We can see from this benchmark that DynaSOAr can utilize 100% of all object slots (under such simplified conditions), i.e., all 992 object slots. This is consistent with Figure 14a: The red line stops at x = 992.

Now let us run the same benchmark with mallocMC. We set the heap size to 1 GiB (1073741824 bytes) and try two problem sizes: 500 and 550.

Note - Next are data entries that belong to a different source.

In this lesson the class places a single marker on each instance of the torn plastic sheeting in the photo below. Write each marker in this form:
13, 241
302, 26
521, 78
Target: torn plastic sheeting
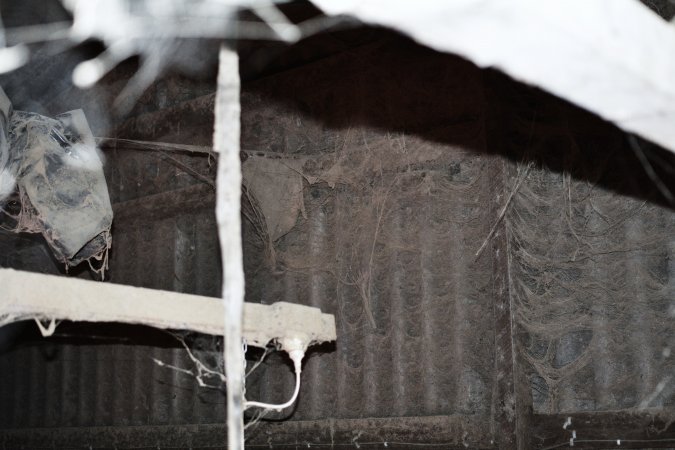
613, 58
60, 182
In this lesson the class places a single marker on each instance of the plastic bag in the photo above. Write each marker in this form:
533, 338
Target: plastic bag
61, 186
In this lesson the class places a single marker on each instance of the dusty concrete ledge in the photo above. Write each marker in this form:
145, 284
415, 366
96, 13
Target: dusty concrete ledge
27, 295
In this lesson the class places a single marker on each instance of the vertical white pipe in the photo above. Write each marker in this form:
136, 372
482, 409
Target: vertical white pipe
228, 198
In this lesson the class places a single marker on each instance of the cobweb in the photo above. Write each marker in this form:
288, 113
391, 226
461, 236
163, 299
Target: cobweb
593, 287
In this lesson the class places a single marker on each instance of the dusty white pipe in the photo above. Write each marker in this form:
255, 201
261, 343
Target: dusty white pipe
228, 208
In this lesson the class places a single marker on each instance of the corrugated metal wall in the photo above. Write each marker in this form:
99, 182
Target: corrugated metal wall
432, 348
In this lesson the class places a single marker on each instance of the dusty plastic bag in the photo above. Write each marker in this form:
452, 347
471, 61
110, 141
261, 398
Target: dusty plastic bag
61, 186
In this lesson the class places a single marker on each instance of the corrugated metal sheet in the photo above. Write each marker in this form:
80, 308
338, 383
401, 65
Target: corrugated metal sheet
435, 349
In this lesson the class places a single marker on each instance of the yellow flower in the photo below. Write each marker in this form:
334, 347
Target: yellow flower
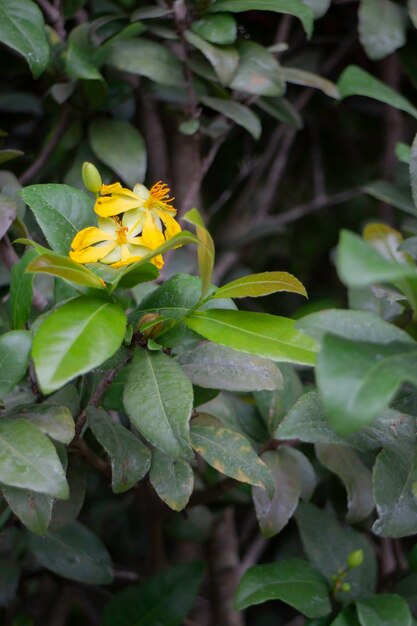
117, 242
150, 210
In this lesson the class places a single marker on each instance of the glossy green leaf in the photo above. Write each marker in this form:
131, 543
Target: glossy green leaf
219, 29
308, 79
15, 349
21, 291
130, 458
166, 599
382, 610
292, 7
356, 477
61, 211
293, 581
398, 197
381, 27
293, 478
262, 284
33, 509
173, 480
121, 147
206, 251
354, 81
64, 267
229, 452
258, 73
328, 545
147, 58
262, 334
28, 459
213, 366
158, 398
224, 60
22, 28
75, 338
73, 552
238, 113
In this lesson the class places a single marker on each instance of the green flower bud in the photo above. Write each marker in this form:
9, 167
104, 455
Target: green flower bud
355, 559
91, 177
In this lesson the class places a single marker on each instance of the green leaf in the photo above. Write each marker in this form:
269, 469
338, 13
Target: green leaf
391, 194
238, 113
64, 267
173, 480
28, 459
147, 58
21, 291
381, 27
259, 73
223, 59
205, 251
262, 334
293, 581
292, 7
262, 284
75, 338
15, 349
293, 478
121, 147
218, 29
22, 28
354, 81
158, 398
356, 477
33, 509
165, 599
217, 367
61, 211
73, 552
130, 458
382, 610
328, 546
309, 79
394, 477
229, 452
357, 380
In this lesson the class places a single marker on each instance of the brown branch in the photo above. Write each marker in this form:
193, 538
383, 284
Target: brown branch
47, 150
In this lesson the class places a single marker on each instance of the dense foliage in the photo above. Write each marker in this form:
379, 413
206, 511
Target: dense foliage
184, 440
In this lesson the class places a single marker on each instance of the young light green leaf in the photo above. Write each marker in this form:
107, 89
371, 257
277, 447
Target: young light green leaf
61, 211
166, 597
354, 81
216, 367
381, 27
75, 338
293, 581
21, 291
236, 112
22, 28
292, 7
73, 552
173, 480
354, 474
262, 334
158, 398
206, 250
28, 459
229, 452
119, 145
130, 458
262, 284
15, 349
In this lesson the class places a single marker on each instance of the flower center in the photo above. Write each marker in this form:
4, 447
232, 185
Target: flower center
121, 235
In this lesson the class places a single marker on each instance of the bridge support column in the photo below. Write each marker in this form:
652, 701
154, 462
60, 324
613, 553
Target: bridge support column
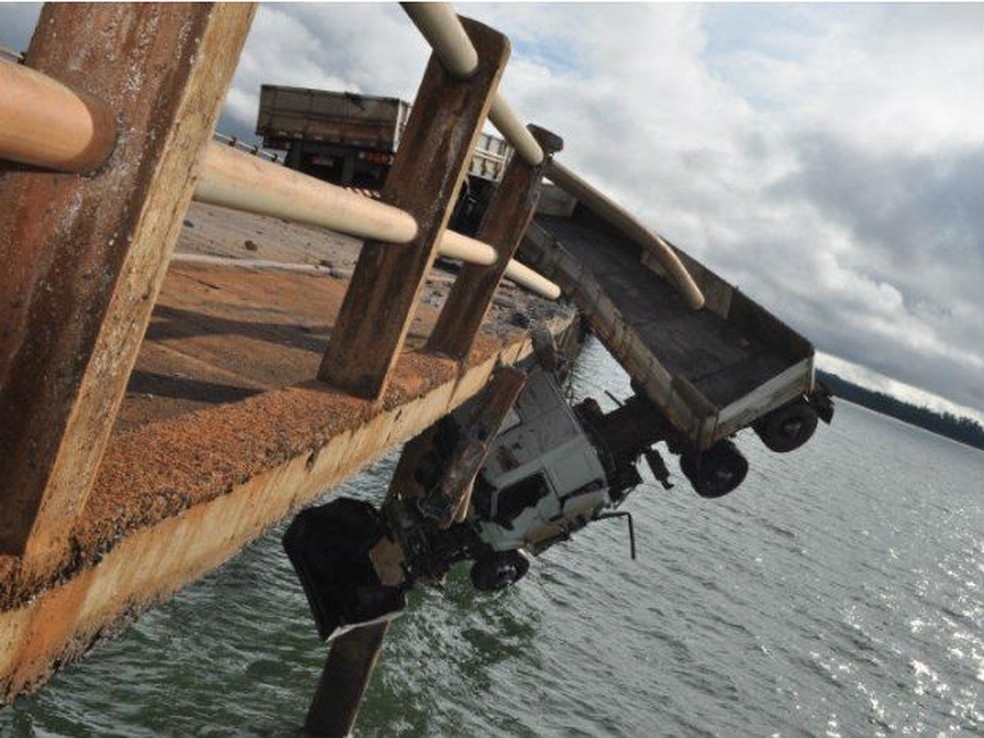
503, 226
82, 258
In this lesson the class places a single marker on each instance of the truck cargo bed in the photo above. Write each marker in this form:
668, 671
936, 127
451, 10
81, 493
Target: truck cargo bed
712, 371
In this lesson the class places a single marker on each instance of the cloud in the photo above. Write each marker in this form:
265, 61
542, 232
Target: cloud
825, 158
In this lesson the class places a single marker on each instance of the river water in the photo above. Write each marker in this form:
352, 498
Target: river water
838, 592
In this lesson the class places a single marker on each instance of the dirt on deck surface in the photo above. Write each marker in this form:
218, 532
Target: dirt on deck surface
248, 305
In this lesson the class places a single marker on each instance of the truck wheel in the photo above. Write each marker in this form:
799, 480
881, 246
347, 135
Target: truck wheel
788, 427
716, 472
498, 570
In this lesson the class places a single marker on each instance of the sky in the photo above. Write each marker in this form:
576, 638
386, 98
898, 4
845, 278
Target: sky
826, 159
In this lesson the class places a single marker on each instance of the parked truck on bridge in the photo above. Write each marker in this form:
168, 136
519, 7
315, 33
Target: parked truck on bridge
350, 139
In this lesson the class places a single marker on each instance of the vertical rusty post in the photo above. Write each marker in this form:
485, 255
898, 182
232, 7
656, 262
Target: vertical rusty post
503, 226
344, 680
82, 258
430, 165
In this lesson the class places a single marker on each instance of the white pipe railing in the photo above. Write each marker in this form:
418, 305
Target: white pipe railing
236, 180
623, 220
442, 29
44, 123
439, 25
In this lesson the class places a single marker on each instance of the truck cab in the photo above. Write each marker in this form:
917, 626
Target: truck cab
544, 478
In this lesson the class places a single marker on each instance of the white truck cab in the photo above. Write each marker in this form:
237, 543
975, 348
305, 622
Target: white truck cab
543, 479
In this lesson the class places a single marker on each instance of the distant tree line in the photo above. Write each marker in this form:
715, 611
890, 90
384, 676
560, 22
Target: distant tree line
952, 426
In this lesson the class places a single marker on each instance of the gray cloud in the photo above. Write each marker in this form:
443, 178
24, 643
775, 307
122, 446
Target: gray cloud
825, 158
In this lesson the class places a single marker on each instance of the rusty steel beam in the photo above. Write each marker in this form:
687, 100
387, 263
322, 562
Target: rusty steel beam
503, 226
46, 124
443, 128
82, 259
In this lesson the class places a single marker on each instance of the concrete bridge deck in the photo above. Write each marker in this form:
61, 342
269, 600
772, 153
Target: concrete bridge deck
221, 434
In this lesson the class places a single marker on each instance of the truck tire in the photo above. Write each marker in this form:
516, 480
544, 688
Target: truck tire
788, 427
716, 472
497, 570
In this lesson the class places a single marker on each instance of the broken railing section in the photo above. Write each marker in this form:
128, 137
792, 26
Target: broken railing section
503, 226
439, 25
444, 124
46, 124
77, 286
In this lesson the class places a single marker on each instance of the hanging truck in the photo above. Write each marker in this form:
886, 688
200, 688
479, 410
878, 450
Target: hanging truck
499, 481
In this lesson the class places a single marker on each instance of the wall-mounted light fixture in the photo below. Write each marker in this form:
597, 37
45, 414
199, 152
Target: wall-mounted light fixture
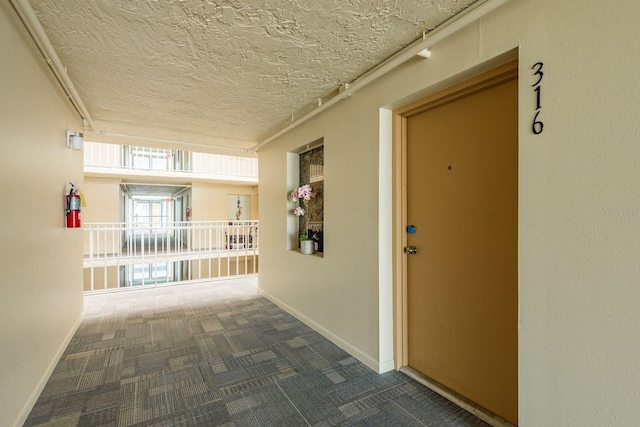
75, 140
425, 53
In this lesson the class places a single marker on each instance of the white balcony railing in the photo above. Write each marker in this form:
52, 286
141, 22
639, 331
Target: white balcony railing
120, 255
112, 157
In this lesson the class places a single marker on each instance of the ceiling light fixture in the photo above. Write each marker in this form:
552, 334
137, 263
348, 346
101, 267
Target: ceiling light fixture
425, 53
75, 140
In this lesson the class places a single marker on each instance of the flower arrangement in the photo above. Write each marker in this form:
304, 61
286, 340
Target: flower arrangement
303, 194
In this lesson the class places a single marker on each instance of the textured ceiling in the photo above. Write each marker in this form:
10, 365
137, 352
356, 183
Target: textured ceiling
223, 72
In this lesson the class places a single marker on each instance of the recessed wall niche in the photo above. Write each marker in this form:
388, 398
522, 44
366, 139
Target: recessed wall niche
306, 166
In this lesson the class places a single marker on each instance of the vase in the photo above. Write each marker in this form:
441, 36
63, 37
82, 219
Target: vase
306, 247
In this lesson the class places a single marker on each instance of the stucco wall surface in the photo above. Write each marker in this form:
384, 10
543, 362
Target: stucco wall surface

$ build_scripts/build_linux_scalability.sh -d -s 1073741824 -x 500 -a mallocmc
$ bin/linux_scalability_dynasoar
(...)
884339, 0

$ build_scripts/build_linux_scalability.sh -d -s 1073741824 -x 550 -a mallocmc
$ bin/linux_scalability_dynasoar
(...)
example/configuration/mallocmc/allocator_config.h:36: T *AllocatorState<AllocatorT>::allocate_new() [with T = DummyClass, AllocatorT = SoaAllocatorAdapter<AllocatorState, 16515072U, DummyClass>]: block: [22,0,0], thread: [223,0,0] Assertion `ptr != nullptr` failed.
GPUassert: device-side assert triggered example/linux-scalability/dynasoar/linux_scalability.cu 53

The first problem size runs through while the second one leads to an out-of-memory error. This shows that mallocMC can allocate between 500 and 550 objects per thread, given the same heap size (actually, a few megabytes more) as DynaSOAr. This is consistent with Figure 14a: The blue line stops at x = 512.

Linux Scalability Running Time

Note that to compare benchmark running times, the program should not be built in debug mode (omit -d parameter).

Now let us examine how well DynaSOAr scales with increasing allocation numbers per thread. I.e., we would like to recreate the red line in Figure 14a.

for (( i = 1; i <= 992; i += 32 ))  # Figure 14a: i++
do
  build_scripts/build_linux_scalability.sh -m "62*64*64*64" -x ${i}
  bin/linux_scalability_dynasoar
done

If we plot the result (first value), e.g., using Excel or LibreOffice, we should see a graph similar to the one in Figure 14a.

Fragmentation

In the paper, fragmentation is defined as the ratio of allocated but unused object slots among all object slots. We report the fragmentation rate per iteration for wa-tor in Figure 12d. The data for this graph can be reproduced if wa-tor is built with the fragmentation output flag (-o).

Fragmentation

build_scripts/build_wa_tor.sh -o
bin/wator_dynasoar_no_cell

The program generates one line per iteration with four values:

  1. Number of allocated object slots (Fish)
  2. Number of allocated object slots (Shark)
  3. Number of used object slots (Fish)
  4. Number of used object slots (Shark)

This should look somewhat similar to:

1310912,1309020,1310845,1308939
1587072,1606860,828800,1580927
1581248,1606860,544736,1121226
1577344,1604340,390391,1075630
1573376,1604340,281454,1118328
1563648,1604340,213230,1211307
1529408,1604340,179994,1042255
1448064,1602480,141384,939040
1356608,1602480,122275,828875
1237696,1602480,104602,794406
1144192,1602480,99640,546411
1059648,1598220,99911,525722
966784,1596840,96894,490541
900928,1596600,97634,430984
...

This data can be read with Excel or LibreOffice (CSV format) to produce a line chart.